Older women sometimes worry about hysterectomies, which are the second most common major surgical procedure performed on women worldwide. Nearly 1 in 3 women in the United States have undergone a hysterectomy by the age of 60. But “it is bull-crap that a hysterectomy kills your sex life. My drive certainly didn’t lessen—in fact, it increased,” said Joanne, a 65-year-old woman who had hysterectomy because of painful fibroids. “The sexual act itself actually felt better. My orgasms didn’t become less intense. In fact, they seemed deeper and they would shudder through my body longer.”
Since orgasm is largely clitoris-dependent, without other complications, most women should be able to resume full-on sexual enjoyment. Joanne is a Florida woman dressed in a white sweater and tight white jeans. She looked about 45, was never married, but “had many red-hot lovers,” several of them younger. Yet what she described as the best sex of her life was with 74-year-old Richard, who had recently died.

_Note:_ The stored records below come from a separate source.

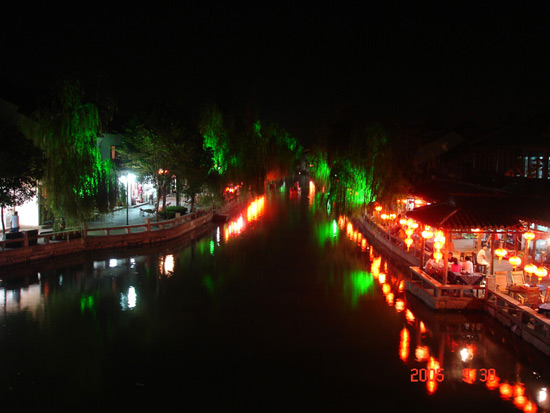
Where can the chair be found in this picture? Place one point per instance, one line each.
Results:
(518, 278)
(491, 282)
(532, 298)
(501, 279)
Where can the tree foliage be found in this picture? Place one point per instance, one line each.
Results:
(20, 167)
(77, 182)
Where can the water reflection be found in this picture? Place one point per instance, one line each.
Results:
(236, 305)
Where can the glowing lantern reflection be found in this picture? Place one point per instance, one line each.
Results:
(515, 261)
(541, 272)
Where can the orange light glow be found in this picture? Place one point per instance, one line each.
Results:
(427, 234)
(469, 376)
(399, 305)
(422, 328)
(409, 316)
(505, 391)
(501, 253)
(422, 353)
(515, 261)
(520, 401)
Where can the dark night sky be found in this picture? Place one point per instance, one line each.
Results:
(296, 61)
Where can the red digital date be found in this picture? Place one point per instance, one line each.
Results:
(424, 375)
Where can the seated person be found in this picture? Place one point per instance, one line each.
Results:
(482, 257)
(455, 265)
(467, 266)
(431, 265)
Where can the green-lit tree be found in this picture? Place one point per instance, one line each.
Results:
(20, 168)
(77, 182)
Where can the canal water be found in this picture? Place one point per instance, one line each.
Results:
(282, 308)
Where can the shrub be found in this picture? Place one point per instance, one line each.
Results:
(170, 212)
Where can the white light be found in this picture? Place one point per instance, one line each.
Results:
(132, 297)
(542, 395)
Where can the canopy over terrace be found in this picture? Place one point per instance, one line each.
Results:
(475, 215)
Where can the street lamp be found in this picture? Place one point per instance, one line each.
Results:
(126, 180)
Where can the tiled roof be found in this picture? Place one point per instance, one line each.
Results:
(465, 213)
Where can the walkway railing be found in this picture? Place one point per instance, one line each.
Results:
(32, 238)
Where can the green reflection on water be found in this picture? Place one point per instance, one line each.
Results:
(86, 302)
(327, 232)
(358, 283)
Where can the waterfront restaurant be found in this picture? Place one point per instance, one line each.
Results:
(499, 221)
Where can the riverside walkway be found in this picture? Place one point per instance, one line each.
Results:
(106, 232)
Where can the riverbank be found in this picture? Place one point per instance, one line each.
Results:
(520, 319)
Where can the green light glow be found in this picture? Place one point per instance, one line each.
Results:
(325, 233)
(357, 284)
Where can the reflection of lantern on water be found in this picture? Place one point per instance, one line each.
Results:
(409, 316)
(492, 381)
(404, 345)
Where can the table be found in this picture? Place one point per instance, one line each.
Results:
(466, 279)
(515, 291)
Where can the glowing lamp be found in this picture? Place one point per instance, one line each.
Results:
(541, 272)
(500, 252)
(528, 236)
(426, 234)
(530, 268)
(515, 261)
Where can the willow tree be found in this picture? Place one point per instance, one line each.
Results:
(20, 168)
(77, 183)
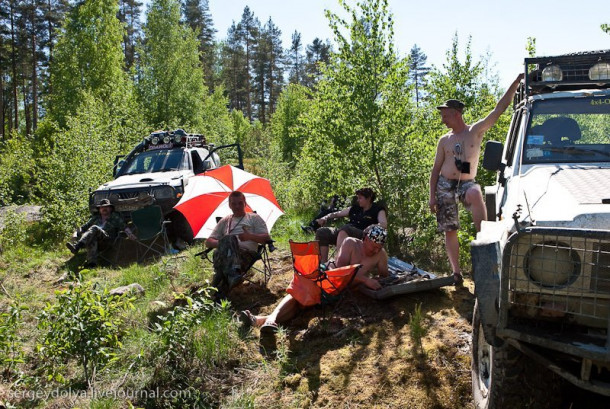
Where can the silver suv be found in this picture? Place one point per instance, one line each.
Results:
(542, 260)
(156, 172)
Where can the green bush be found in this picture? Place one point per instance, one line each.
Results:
(16, 169)
(11, 351)
(14, 231)
(196, 326)
(85, 325)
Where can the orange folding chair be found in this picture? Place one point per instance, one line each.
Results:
(313, 284)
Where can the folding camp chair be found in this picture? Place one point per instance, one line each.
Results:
(109, 251)
(330, 284)
(262, 255)
(151, 231)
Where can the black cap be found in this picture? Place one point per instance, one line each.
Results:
(452, 103)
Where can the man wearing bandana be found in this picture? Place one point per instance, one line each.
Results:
(368, 252)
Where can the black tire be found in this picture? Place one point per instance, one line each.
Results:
(502, 377)
(179, 228)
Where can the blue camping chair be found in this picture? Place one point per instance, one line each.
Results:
(151, 231)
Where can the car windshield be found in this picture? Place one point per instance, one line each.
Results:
(161, 160)
(569, 130)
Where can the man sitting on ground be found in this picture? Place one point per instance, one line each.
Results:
(236, 238)
(368, 252)
(104, 226)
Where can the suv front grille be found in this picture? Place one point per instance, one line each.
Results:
(559, 274)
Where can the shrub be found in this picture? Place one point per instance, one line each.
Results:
(11, 351)
(83, 324)
(176, 330)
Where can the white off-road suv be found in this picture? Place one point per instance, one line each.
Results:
(542, 260)
(156, 172)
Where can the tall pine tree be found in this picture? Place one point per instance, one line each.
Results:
(234, 74)
(197, 16)
(88, 59)
(296, 60)
(129, 15)
(248, 30)
(418, 71)
(171, 87)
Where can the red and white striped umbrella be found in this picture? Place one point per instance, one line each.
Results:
(206, 197)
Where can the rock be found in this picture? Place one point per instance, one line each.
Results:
(133, 288)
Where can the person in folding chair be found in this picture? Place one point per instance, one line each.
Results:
(364, 212)
(368, 253)
(101, 229)
(236, 238)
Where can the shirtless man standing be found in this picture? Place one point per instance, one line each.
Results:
(454, 170)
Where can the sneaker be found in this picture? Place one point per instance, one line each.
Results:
(73, 248)
(307, 229)
(234, 280)
(267, 338)
(246, 319)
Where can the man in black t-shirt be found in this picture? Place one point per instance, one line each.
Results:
(361, 215)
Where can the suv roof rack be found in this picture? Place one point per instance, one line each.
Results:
(177, 137)
(589, 69)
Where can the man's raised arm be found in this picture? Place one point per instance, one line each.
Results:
(484, 124)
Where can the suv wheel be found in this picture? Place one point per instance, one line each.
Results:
(501, 376)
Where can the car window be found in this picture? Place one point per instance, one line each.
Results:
(568, 131)
(161, 160)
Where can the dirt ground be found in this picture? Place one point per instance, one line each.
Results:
(363, 353)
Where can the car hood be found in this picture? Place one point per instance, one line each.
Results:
(172, 178)
(568, 196)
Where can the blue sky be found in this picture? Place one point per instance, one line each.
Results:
(499, 27)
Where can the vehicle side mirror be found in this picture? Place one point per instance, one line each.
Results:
(118, 163)
(492, 158)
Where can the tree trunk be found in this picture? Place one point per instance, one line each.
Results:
(14, 66)
(2, 130)
(34, 80)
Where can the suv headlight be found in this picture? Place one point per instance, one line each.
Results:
(600, 71)
(552, 265)
(552, 73)
(165, 192)
(98, 196)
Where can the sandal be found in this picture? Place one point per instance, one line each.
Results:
(246, 319)
(267, 337)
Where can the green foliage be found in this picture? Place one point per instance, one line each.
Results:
(83, 324)
(16, 169)
(81, 158)
(531, 46)
(171, 87)
(194, 326)
(285, 124)
(88, 60)
(11, 350)
(417, 328)
(14, 231)
(359, 110)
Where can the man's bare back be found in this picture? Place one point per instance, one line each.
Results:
(356, 251)
(464, 146)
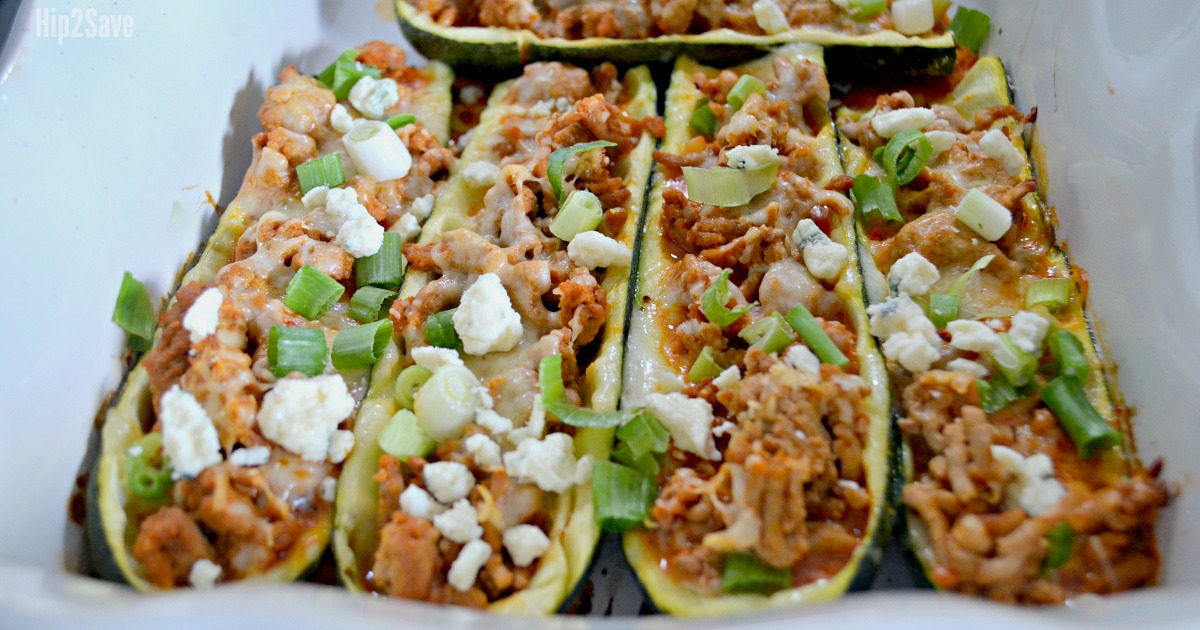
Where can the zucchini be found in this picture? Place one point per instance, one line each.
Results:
(113, 511)
(652, 369)
(1027, 253)
(573, 531)
(480, 49)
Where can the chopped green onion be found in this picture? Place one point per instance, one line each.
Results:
(742, 90)
(1051, 293)
(815, 336)
(553, 399)
(1068, 355)
(970, 28)
(744, 573)
(403, 438)
(324, 171)
(439, 330)
(729, 187)
(558, 160)
(133, 312)
(408, 383)
(769, 334)
(1017, 365)
(713, 303)
(874, 195)
(311, 292)
(361, 346)
(383, 269)
(703, 119)
(1079, 419)
(295, 349)
(905, 155)
(370, 304)
(705, 366)
(400, 120)
(943, 309)
(621, 496)
(1060, 540)
(581, 213)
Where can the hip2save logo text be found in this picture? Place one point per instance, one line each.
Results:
(83, 24)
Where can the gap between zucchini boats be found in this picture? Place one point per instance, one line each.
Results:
(774, 489)
(211, 466)
(469, 485)
(1021, 479)
(514, 33)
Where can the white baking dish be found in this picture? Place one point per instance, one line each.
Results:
(112, 145)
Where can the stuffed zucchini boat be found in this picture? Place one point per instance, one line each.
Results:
(1021, 483)
(219, 461)
(471, 481)
(909, 39)
(765, 427)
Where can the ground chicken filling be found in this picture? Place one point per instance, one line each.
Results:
(253, 501)
(783, 475)
(641, 19)
(562, 309)
(1001, 502)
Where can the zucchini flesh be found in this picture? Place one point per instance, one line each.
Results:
(1026, 253)
(653, 369)
(114, 515)
(480, 49)
(570, 523)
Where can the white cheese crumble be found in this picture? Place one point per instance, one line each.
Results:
(889, 124)
(460, 523)
(1035, 490)
(1029, 330)
(448, 481)
(250, 457)
(301, 414)
(417, 502)
(373, 97)
(549, 462)
(913, 275)
(593, 250)
(466, 567)
(189, 437)
(689, 420)
(823, 257)
(204, 574)
(202, 317)
(526, 544)
(485, 319)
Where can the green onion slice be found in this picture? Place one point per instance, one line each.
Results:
(295, 349)
(769, 334)
(742, 90)
(970, 28)
(581, 213)
(815, 337)
(905, 155)
(439, 330)
(403, 438)
(744, 573)
(311, 292)
(621, 496)
(558, 160)
(874, 195)
(729, 187)
(361, 346)
(133, 312)
(1079, 419)
(703, 119)
(324, 171)
(713, 303)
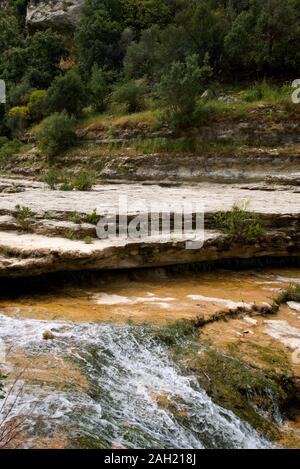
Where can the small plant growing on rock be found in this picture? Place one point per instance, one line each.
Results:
(240, 224)
(56, 134)
(92, 217)
(75, 217)
(24, 216)
(88, 240)
(84, 181)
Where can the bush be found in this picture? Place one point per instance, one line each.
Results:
(99, 88)
(67, 93)
(131, 95)
(265, 91)
(240, 224)
(17, 120)
(83, 182)
(52, 178)
(24, 216)
(37, 105)
(8, 148)
(178, 89)
(19, 94)
(56, 134)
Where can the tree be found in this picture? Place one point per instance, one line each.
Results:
(37, 105)
(179, 88)
(67, 93)
(142, 14)
(100, 88)
(98, 35)
(56, 134)
(9, 32)
(265, 38)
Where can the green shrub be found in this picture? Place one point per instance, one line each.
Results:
(131, 95)
(56, 134)
(75, 217)
(37, 105)
(17, 119)
(240, 224)
(88, 240)
(179, 88)
(24, 216)
(67, 93)
(99, 88)
(92, 217)
(52, 178)
(264, 91)
(8, 148)
(83, 181)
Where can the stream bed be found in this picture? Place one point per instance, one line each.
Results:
(106, 384)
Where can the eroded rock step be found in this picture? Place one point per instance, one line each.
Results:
(53, 245)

“His touch, his smell, his masculinity—everything about Richard was a turn-on to me. He made me feel like the most beautiful and sensual woman alive,” she said. “Don’t listen to anyone who tells you that after menopause or after seventy your sex life will be horrible. I’m here to tell you the other side; sex is more of the mind than of the body. And as you get older comes the confidence to really let loose and enjoy everything about the sexual experience.”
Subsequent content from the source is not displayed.